Böylesine bir felaket tablosunda; propaganda mekanizması çalışacak, “Rus devletine bağlı medya” Rusya’nın atom bombası kullanmadığını, “bazı bilimsel araştırmalar yaptığını” söyleyecek, haberleri de batının “dezenformasyonu” olarak niteleyecek.
Çernobil’de olduğu gibi olayın saklanamayacak derece açığa çıkmasıyla birlikte, Rus devleti “Rusya’nın kuşatıldığını, NATO’nun sürekli genişlediğini ve gerilim yarattığını, ayrıca atom bombası atılan yerde belli Nazi gruplarının tespit edildiğini, yeryüzünün bu gruplardan ‘temizlenmesi’ gerektiği” açıklaması yapacak.
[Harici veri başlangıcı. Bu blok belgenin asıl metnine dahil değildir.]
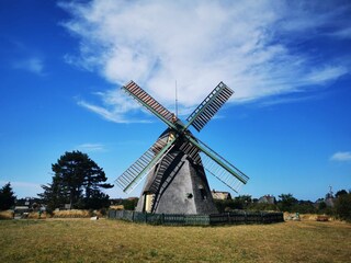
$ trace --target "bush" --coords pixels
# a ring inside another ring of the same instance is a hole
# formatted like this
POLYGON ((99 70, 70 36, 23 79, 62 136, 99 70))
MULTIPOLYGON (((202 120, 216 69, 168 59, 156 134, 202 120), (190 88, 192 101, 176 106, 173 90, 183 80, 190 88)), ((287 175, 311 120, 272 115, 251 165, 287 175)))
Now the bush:
POLYGON ((351 193, 340 195, 335 204, 337 217, 351 221, 351 193))

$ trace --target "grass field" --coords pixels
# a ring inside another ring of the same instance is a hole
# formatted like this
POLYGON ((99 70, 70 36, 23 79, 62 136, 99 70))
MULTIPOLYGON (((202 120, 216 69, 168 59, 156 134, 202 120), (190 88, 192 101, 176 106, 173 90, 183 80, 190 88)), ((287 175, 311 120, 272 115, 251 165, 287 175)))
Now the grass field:
POLYGON ((0 262, 351 262, 351 225, 223 227, 0 220, 0 262))

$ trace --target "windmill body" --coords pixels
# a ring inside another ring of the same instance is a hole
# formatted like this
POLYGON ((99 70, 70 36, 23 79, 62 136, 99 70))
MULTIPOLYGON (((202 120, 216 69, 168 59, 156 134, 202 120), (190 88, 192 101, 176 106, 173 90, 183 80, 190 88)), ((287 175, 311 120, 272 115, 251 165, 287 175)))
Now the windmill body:
MULTIPOLYGON (((159 139, 168 140, 167 129, 159 139)), ((148 173, 137 211, 156 214, 215 214, 206 174, 202 164, 193 162, 179 142, 148 173)), ((200 158, 200 157, 199 157, 200 158)))
POLYGON ((217 213, 205 171, 235 192, 249 178, 195 138, 188 128, 191 125, 200 132, 234 92, 220 82, 184 125, 135 82, 131 81, 122 89, 160 118, 168 129, 116 180, 116 184, 128 193, 147 176, 136 208, 139 211, 217 213))

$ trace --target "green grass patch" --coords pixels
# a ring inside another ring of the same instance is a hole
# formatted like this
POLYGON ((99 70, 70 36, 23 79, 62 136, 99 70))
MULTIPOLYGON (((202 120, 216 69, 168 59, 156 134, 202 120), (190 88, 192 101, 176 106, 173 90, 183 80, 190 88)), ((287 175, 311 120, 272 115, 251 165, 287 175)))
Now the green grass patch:
POLYGON ((351 225, 165 227, 100 219, 0 221, 0 262, 351 262, 351 225))

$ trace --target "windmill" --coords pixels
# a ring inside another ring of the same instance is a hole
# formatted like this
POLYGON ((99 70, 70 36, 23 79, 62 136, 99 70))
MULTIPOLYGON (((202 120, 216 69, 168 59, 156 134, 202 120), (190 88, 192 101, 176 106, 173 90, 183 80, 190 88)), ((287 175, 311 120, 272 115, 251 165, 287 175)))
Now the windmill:
POLYGON ((136 210, 163 214, 213 214, 214 205, 205 170, 235 192, 248 176, 195 138, 234 93, 220 82, 183 124, 134 81, 122 87, 128 95, 160 118, 168 128, 122 175, 116 184, 129 193, 147 176, 136 210))

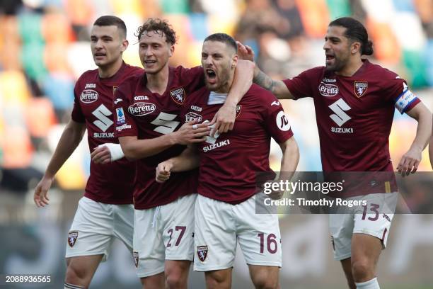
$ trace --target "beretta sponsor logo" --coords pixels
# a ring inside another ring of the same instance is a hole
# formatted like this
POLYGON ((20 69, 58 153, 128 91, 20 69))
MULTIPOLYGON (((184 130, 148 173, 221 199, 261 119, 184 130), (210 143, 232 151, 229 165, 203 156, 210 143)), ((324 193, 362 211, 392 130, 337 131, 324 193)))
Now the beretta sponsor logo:
POLYGON ((156 109, 156 106, 149 103, 135 103, 128 108, 128 112, 132 115, 142 116, 151 113, 156 109))
POLYGON ((80 96, 80 100, 84 103, 91 103, 98 100, 98 92, 93 89, 84 89, 80 96))
POLYGON ((338 94, 338 86, 335 84, 328 84, 321 83, 319 84, 319 92, 323 96, 334 96, 338 94))
POLYGON ((190 121, 192 121, 194 120, 197 120, 197 123, 201 123, 202 115, 192 111, 190 111, 188 113, 185 115, 185 121, 186 123, 189 123, 190 121))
İçimizdeki Rus severler ortada bir çatışma olduğunu ve “Rus devletinin meşru müdafaa hakkını kullandığını” söyleyecekler, tüm dünyada tepkilerin artmasıyla daha farklı bir mevziye çekilip, NATO’nun ve ABD’nin kanlı tarihi hakkında dersler vermeye başlayacaklar. Ardından da atom bombasına tepki gösterenlere “Madem atom bombasına karşısınız, neden Hiroşima’da sustunuz?” sorunu sorup, onları “samimiyetsiz” olmakla suçlayacaklar.
“Sömürgecilik” silahını çekip, dünya kamuoyunda oluşan tepkiyi “ırkçılık” üzerinden açıklayacaklar. Atom bombasının yarattığı şok dalgası etrafa yayılırken, Ruslara yönelik genel tepkinin “ırkçılık” olduğunu; batılının içindeki düşmanca duyguların ortaya çıktığını anlatacaklar. Bu “düşmanlığı” açığa çıkardığı için de içten içe atom bombasına sempati duyacaklar.
Atom bombasını batılıların icat ettiğini, Rusya’yı atom bombası için batılıların “kışkırttığını” söyleyecekler. Batı bloğunun bir araya gelmesinin Rusya’yı tahrik ettiğini, dünyanın Rusya’yı “ötekileştirmeye” çalıştığını söyleyerek; sözde “derin”, özde “Rusçu” analizler yapacaklar.
O kadar uzun analizler yapacaklar ki, o esnada atom bombasından ölen masum insanları bile hatırlamayacaklar; ortada atom bombasını kimin kullandığını bile söylemeyen bir laf kalabalığı kalacak.
En son aşamada ise büyük bir hınçla dönüp, “Biz Rusçu değiliz”, “Asıl siz Amerikancısınız” diyecekler.
Olmaz mı? Yazıda “atom bombası” geçen yerlere “Ukrayna işgali” koyun; anlatılan distopyanın bugün de aynen savunulduğunu göreceksiniz. Sadece ideolojik değil de bu düşüncelerin kökeni; temelinde baskıcı, otoriter rejimlere duyulan özlem yatıyor. Putin bu özlemi gideren, “sert baba”yı ifade eden bir figür.